The Repellent Fence is the largest bi-national land art installation ever exhibited on the US/Mexican border, near Douglas, Arizona and Agua Prieta, Mexico. It comprises of 26 tethered “scare eye” balloons, ten feet in diameter, floating fifty feet above the desert landscape creating a temporary two-mile-long sculpture that intersects the US/Mexico border.

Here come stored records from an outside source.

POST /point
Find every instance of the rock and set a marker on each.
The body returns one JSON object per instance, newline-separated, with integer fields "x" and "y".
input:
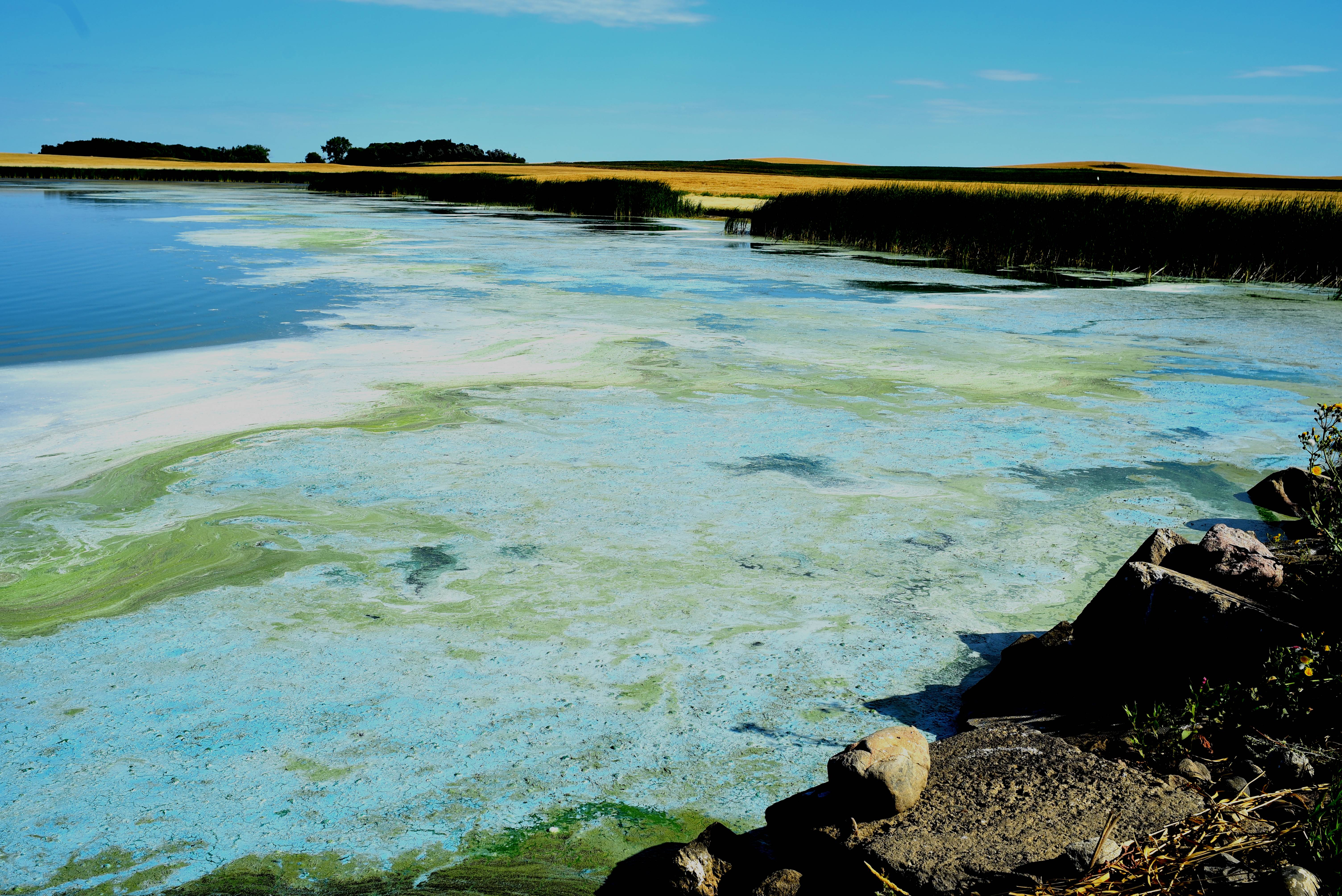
{"x": 1195, "y": 770}
{"x": 1292, "y": 768}
{"x": 1031, "y": 678}
{"x": 1300, "y": 882}
{"x": 1156, "y": 548}
{"x": 999, "y": 800}
{"x": 1153, "y": 630}
{"x": 1079, "y": 855}
{"x": 1228, "y": 870}
{"x": 884, "y": 773}
{"x": 1286, "y": 493}
{"x": 780, "y": 883}
{"x": 1239, "y": 557}
{"x": 697, "y": 867}
{"x": 694, "y": 870}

Installation image of Repellent Fence by Postcommodity


Image by Teri Rofkar

Tlingit Superman Series
Teri Rofkar (2012 Grantee)

Using traditional Tlingit weaving techniques, Teri Rofkar wove modern composite materials into robes, drawing upon the tradition of robe-making for ceremonial use in Native American culture. Rofkar began fabrication on two robes: one bulletproof, woven from Kevlar; the second nano technology and changes color as it responds to movement. Rofkar passed away in 2016 before completing the project.


Grab
Billy Luther (2008 Grantee)

The film Grab is an intimate portrait of the little-documented Grab Day in the villages of the Laguna Pueblo tribe, who annually throw water and food items from the rooftop of a home to people standing below. A community-wide prayer of abundance, thanks, and renewal, Grab Day exists at the intersection of traditional Native and contemporary Western cultures.

Image by Billy Luther


Infinite Anomaly: Tahlequah, Oklahoma
Jeffrey Gibson (2005 Grantee)

Infinite Anomaly is a series of oil and pigmented silicone paintings and works on paper. It depicts an Arcadian and utopian ideal where nature exists, at least for a moment, free of human domination while allowing people to celebrate in sensuous and innocent abandon, a circumstance that can’t possibly sustain itself.

Image of Jeffrey Gibson in studio


Surreal Post Indian Blues & The Origin of the Sun and the Moon
James Luna (2002 Grantee)

Surreal Post Indian Blues & The Origin of the Sun and the Moon is a performance work with video and music. A satiric subversion of Native American ritual and stereotype, the piece re-interprets images from mainstream popular culture, juxtaposing them with the reality of reservation life. Luna passed away in 2018.